In 2009, Uber upended the taxicab industry by providing something that, up until then, riders had never had before: an option. As an alternative to a taxi service, they seemed trendy with sleek vehicles, more affordable with less expensive fares, and more competitive, as users hoped it would help drive down fares and improve performance in the taxi business. In 2012, Lyft arrived as yet another alternative with even lower fares, this time marketing to both potential riders and drivers (at release, Uber had largely targeted current and previous cab drivers to man their vehicles) as a quirky service with a mustache that was available to everyone. Now in 2017, ridesharing has become so commonplace that it’s almost difficult to remember what it was like to live in a taxi-centric world. “Uber” and “Lyft” have become not just brands, but verbs, as in, “I’ll just Uber/Lyft to the event,” a coveted feat among marketers.
But, and forgive the pun, the ride has been a little bit bumpy. Between cutthroat competitive action among both brands, as well as dangers implicit in ridesharing, more scandals than not, and the concept of rideshares losing a little luster overall, the question remains: how are these services performing these days? Should you keep an eye on them, invest right away, or set your sights on a less uncertain industry? Here are some things you need to know before you make a decision on investing:
- First off, you can’t actually invest in either company yet. Well, not directly, anyhow. Lyft currently has no documented intention of running an IPO, however, there are several other brands who have invested in Lyft that you can buy shares in. General Motors (NYSE:GM) has had 9% stake in Lyft since early last year, a smart move on the motor giant’s part in case people give up driving altogether. Per The Motley Fool, every 11 shares of GM you purchase equals 1 share of Lyft that ends up being yours indirectly.Uber, of course, is valued at an astronomical amount ahead of its anticipated IPO (though a date has not yet been set, it is projected to take place next year.) Currently valued at roughly $68B (you read that right), the company has come a long way in its short lifespan, and the industry currently shows no signs of stopping, which could be very attractive to investors.
- Self-driving technology, at the moment, appears to be the inevitable future of traffic. Uber has maintained an edge in this area by building their own engineering team to develop their own unique technology for it, and they’ve made a lot of progress in little time. Almost a year ago, they put a self-driving semi-truck on the road successfully to make a quick beer run. Though there was a recent crash in Arizona with one of their self-driving vehicles, they bounced back quickly to get back on the road in San Francisco.On the other hand, they’ve got competition. Google’s Alphabet (NYSE:GOOG) is suing Uber for hiring one of their former engineers, claiming that the IP for their own self-driving technology went with him. Still unsettled, the lawsuit could either completely quash Uber’s progress and send them back to square one, or it could impede any further developments just long enough for Alphabet to get their tech out the door first.Lyft, on the other hand, is not even attempting to develop its own self-driving technology, and has instead opted to partner with other companies who can get that out the door on their behalf. Perhaps not unintentionally, Lyft has partnered with Alphabet on their technology in Waymo. While these partnerships are a boost, Lyft will also lose the opportunity to be the tech-makers in this field, and are beholden to how their partners proceed.

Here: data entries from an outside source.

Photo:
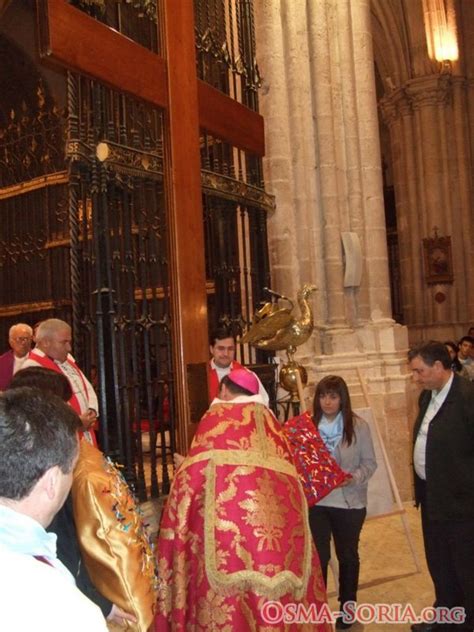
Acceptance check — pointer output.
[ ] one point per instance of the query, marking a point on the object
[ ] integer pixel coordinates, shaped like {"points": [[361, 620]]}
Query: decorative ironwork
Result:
{"points": [[236, 191], [225, 45], [136, 19], [31, 143], [123, 302]]}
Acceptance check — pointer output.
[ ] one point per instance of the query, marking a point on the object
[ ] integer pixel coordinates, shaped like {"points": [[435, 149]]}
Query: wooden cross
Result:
{"points": [[74, 40]]}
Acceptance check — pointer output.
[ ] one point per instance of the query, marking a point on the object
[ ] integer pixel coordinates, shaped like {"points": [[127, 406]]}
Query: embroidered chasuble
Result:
{"points": [[234, 532]]}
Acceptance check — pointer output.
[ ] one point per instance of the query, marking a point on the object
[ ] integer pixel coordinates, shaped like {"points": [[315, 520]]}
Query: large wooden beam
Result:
{"points": [[183, 193], [229, 120], [72, 39]]}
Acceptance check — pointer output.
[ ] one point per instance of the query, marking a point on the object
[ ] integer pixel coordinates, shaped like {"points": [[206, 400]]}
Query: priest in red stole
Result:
{"points": [[234, 534]]}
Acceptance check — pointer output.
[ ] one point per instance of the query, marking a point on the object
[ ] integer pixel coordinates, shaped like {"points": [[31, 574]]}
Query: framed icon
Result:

- Finally, there are the scandals, the vast majority of which have unfortunately centered around Uber: Drivers attacking passengers. Sexual harassment in the workplace. Competitive intimidation meant to drive other companies completely out of business. Driver turnover and satisfaction issues. Uber CEO Travis Kalanick stepping down. Threats to personal privacy. Serious criticism over the use of surge pricing in emergencies. The industry occasionally reads like a soap opera with a supervillain, leaving the company with fewer scandals to seem like a hero in comparison.
There is also reason to wonder about the future of ridesharing altogether: will it last? How long will it be before another option arrives to take its place? With tech advancing now exponentially faster than it ever has, we may not need to wait another 50+ years for these companies to be replaced…we may not even need to wait another 5 years for that to happen. It may be smart to keep your eye on both these companies, but remember that the true prize is in growth, and that growth will likely come in the form of technology.